This disclosure relates to the integration of catalytic and pyrolytic cracking units to produce olefins from a variety of feedstreams.
Olefins have long been desired as products from the petrochemical industry. Olefins such as ethylene, propylene, butenes, and pentenes are useful for preparing a wide variety of end products, including polyethylenes, polypropylenes, polyisobutylene and other polymers, alcohols, vinyl chloride monomer, acrylonitrile, methyl tertiary butyl ether and tertiary amyl methyl ether and other petrochemicals, and a variety of rubbers such as butyl rubber. A large number of processes, described in the literature, are directed to the production of olefins. In recent years, there has been an increasing demand for light olefinic gases while supplies of suitable feedstocks for producing such olefins have declined. Thus, the petrochemical industry is continuously looking for processes capable of providing improved flexibility in producing various olefins from hydrocarbon feedstocks.
This is especially true for the production of propylene. The largest source of petrochemical propylene on a worldwide basis is that produced as the primary byproduct of ethylene manufacture by thermal cracking. Ethylene plants charging liquid feedstocks typically produce about 10 to 20 weight percent propylene and provide about 70 percent of the propylene consumed by the petrochemical industry. Petroleum refining, predominantly from fluidized catalytic cracking (“FCC”), is by far the next largest supplier of worldwide propylene production, supplying about 30 percent of the petrochemical requirement. In the U.S., FCC's supply about one-half of the petrochemical propylene demand.

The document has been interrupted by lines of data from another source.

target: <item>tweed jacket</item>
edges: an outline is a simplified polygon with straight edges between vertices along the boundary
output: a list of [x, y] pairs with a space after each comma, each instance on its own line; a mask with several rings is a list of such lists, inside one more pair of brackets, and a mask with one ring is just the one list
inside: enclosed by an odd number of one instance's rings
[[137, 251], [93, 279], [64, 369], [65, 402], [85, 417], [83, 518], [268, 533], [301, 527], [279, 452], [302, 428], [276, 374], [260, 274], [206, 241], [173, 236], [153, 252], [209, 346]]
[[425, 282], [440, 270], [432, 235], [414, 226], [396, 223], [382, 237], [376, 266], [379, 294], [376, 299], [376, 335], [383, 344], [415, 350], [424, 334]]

The demand for propylene is expected to more than double, primarily driven by the rapidly increasing market for polypropylene. Propylene demand by the petrochemical industry is projected to increase more rapidly than the demand for ethylene. Since ethylene plants produce more ethylene than propylene, and since many of the new ethylene plants in construction are based on ethane feed with no propylene co-produced, significant increases in propylene from FCC will be required to meet the increased demand.

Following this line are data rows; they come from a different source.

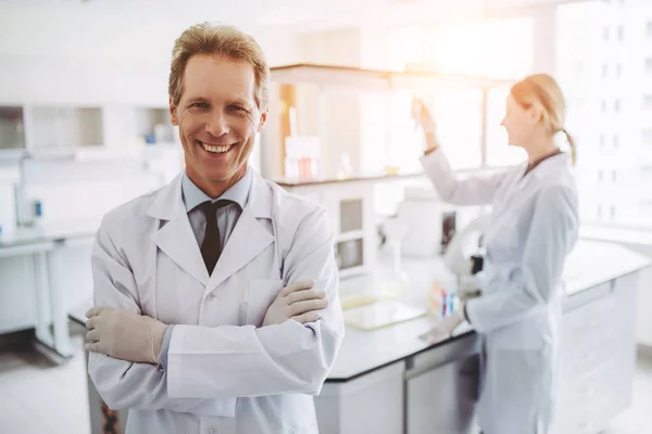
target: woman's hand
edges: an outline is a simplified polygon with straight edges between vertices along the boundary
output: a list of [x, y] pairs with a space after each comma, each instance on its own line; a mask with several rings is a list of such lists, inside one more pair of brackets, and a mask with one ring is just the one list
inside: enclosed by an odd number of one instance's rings
[[426, 133], [425, 153], [429, 154], [437, 150], [437, 148], [439, 148], [439, 142], [437, 141], [437, 136], [435, 133], [437, 125], [426, 104], [418, 98], [412, 100], [412, 117], [424, 128], [424, 132]]
[[426, 133], [435, 133], [437, 125], [426, 104], [418, 98], [412, 100], [412, 117], [424, 128]]

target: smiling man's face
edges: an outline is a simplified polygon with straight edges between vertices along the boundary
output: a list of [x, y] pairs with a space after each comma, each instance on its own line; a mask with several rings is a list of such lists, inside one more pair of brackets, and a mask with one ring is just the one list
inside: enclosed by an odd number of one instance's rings
[[179, 127], [186, 173], [201, 190], [217, 197], [247, 173], [247, 161], [267, 113], [255, 102], [251, 64], [196, 54], [188, 60], [184, 92], [171, 102]]

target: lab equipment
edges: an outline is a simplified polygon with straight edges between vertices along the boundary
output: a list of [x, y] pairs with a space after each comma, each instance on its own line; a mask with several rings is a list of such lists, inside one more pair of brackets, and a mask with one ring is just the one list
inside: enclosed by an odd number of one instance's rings
[[432, 257], [446, 251], [455, 231], [456, 210], [430, 186], [408, 187], [398, 209], [405, 228], [402, 252], [408, 257]]
[[356, 329], [368, 331], [409, 321], [424, 315], [426, 315], [426, 309], [409, 306], [396, 299], [385, 299], [344, 310], [344, 322]]
[[453, 235], [449, 248], [443, 255], [446, 268], [456, 277], [456, 293], [461, 301], [480, 294], [484, 265], [481, 240], [489, 220], [488, 214], [472, 220], [463, 230]]

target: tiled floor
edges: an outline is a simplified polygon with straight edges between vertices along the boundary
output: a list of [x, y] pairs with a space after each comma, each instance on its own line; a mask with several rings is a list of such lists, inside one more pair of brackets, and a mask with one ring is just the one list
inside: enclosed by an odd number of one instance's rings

U.S. Pat. No. 5,026,936 teaches a process for the preparation of propylene from C4 or higher feeds by a combination of cracking and metathesis wherein the higher hydrocarbon is cracked to form ethylene and propylene and at least a portion of the ethylene is metathesized to propylene. See also U.S. Pat. No. 5,026,935.
Processes for non-catalytically cracking and catalytically cracking hydrocarbon feedstocks are well known. Steam cracking in a furnace and contact with hot non-catalytic particulate solids are two well-known non-catalytic cracking processes. Exemplary processes are described in U.S. Pat. Nos. 3,407,789; 3,820,955; 4,499,055; and 4,814,067. Fluid catalytic cracking and deep catalytic cracking are two well-known catalytic cracking processes. U.S. Pat. Nos. 4,828,679; 3,647,682; 3,758,403; 4,814,067; 4,980,053; and 5,326,465 disclose exemplary processes.

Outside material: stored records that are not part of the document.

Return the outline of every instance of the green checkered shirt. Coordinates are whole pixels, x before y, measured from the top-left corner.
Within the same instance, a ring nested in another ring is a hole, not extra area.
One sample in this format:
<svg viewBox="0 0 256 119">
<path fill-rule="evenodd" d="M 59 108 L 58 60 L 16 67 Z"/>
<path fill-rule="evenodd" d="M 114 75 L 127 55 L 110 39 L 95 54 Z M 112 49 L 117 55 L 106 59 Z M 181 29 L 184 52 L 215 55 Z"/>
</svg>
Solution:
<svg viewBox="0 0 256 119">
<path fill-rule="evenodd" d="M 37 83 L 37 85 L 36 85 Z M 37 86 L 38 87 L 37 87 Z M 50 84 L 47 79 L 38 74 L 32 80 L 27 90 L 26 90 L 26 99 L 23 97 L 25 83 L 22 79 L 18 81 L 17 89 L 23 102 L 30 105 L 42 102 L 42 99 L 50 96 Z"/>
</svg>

There has been little activity to integrate catalytic and pyrolytic cracking processes with each other. U.S. Pat. No. 5,523,502 discloses a process design for olefin production incorporating an integrated deep catalytic cracking unit and a thermal cracking unit. Deep catalytic cracking is a process in which a preheated hydrocarbon feedstock is cracked over a heated solid acidic catalyst in a reactor at temperatures ranging from about 925° F. to about 1350° F. U.S. Pat. No. 6,033,555 discloses a process involving catalytic cracking of a hydrocarbon feedstock followed by thermal cracking.